Look around you.
Billman, Kathleen
Memoirs about the pastoral vocation have become some of my favorite
theological texts. There are so many to choose from: Heidi
Neumark's Breathing Space: A Spiritual Journey in the South Bronx;
Samuel DeWitt Proctor's The Substance of Things Hoped For; Gregory
Boyle's Tattoos on the Heart; Eugene Peterson's The Pastor, to
name only four. A pastor friend told me that he once got on a plane with
Neumark's book in hand, and had to stop reading it because his
occasional bursts of sobbing were disconcerting the nearby passengers.
The stories told in the book moved him deeply--not least because they
helped him to experience anew what he holds most dear about living the
pastoral vocation.
The memoirists whose books I return to most often and encourage
seminarians to read are writers who turn their sharp powers of
observation and efforts to be honest about pastoral ministry on
themselves. One example comes from Richard Lischer's Open Secrets:
A Spiritual Journey through a Country Church. He does not hide the fact
that he felt that his first pastoral call was beneath him--that it did
not occur to him that he "needed a new education," rather than
treating his call as "an eccentric experience in ministry."
With disarming honesty he describes his first experiences of preaching
in this way:
My audience paid a heavy price for the gospel. The farmers had to
swallow my sixties-style cocktail of existentialism and psychology
before I served them anything remotely recognizable. I implicitly
required them to view their world and its problems through my eyes. All
I asked of them was that they pretend to be me.
That year some of the great Epiphany readings came from the letter
to the Ephesians, which is Paul's vision of the grandeur of the
church. Ephesians presents every small-town preacher with the marvelous
opportunity of unveiling Jesus' presence in the midst of the common
life of the congregation. "Look around you," Paul seems to
say, "the church is magnificent!" It's hard to depreciate
Paul's image of the "mystery hidden for ages" and its
"revelation in the Body of Christ," but ... I managed to
whittle it down to size.
Why couldn't I see the revelation of God in our little church?
(1)
I gravitate to this story because my own theological roots are in
just such a "country church," which was the way-station for
first and last call pastors. The pastors who looked around them and saw
"the revelation of God in our little church" inspired my life
and my love of the pastoral vocation.
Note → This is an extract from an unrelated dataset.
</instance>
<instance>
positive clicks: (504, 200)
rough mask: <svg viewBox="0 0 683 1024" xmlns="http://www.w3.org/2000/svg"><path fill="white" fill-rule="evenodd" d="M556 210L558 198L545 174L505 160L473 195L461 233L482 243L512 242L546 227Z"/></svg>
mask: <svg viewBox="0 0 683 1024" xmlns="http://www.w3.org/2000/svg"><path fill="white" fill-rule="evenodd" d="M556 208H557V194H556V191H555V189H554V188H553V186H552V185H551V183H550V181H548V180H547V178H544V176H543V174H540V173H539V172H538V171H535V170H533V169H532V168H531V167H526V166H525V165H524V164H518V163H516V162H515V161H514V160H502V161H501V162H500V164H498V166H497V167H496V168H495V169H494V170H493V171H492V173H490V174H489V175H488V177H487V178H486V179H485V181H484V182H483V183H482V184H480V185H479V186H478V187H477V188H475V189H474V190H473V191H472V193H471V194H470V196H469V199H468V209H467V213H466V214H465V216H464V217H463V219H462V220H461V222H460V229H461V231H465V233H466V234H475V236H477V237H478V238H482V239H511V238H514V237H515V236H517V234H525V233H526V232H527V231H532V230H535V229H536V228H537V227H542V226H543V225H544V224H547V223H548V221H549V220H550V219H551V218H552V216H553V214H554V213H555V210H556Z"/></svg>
They were living witnesses to the
Word-become-flesh in the most unlikely and marginalized of places and
became the revelation of God.
The author of Preaching Helps for the Advent, Christmas, and early
Epiphany texts is the Rev. Dr. Seth Moland-Kovash. Seth is co-pastor,
along with his wife, the Rev. Jennifer Moland-Kovash, of All Saints
Lutheran Church in Palatine, 111. Together, they preach and lead the
congregation along with the help of their nine-year-old son Carl. I give
thanks for their vibrant ministry and for Seth's contributions to
preparing to preach these powerful texts.
Kathleen Billman. Interim Editor, Preaching Helps
(1.) Richard Lischer, Open Secrets: A Spiritual Journey through a
Country Church (New York: Doubleday, 2001), 74-75.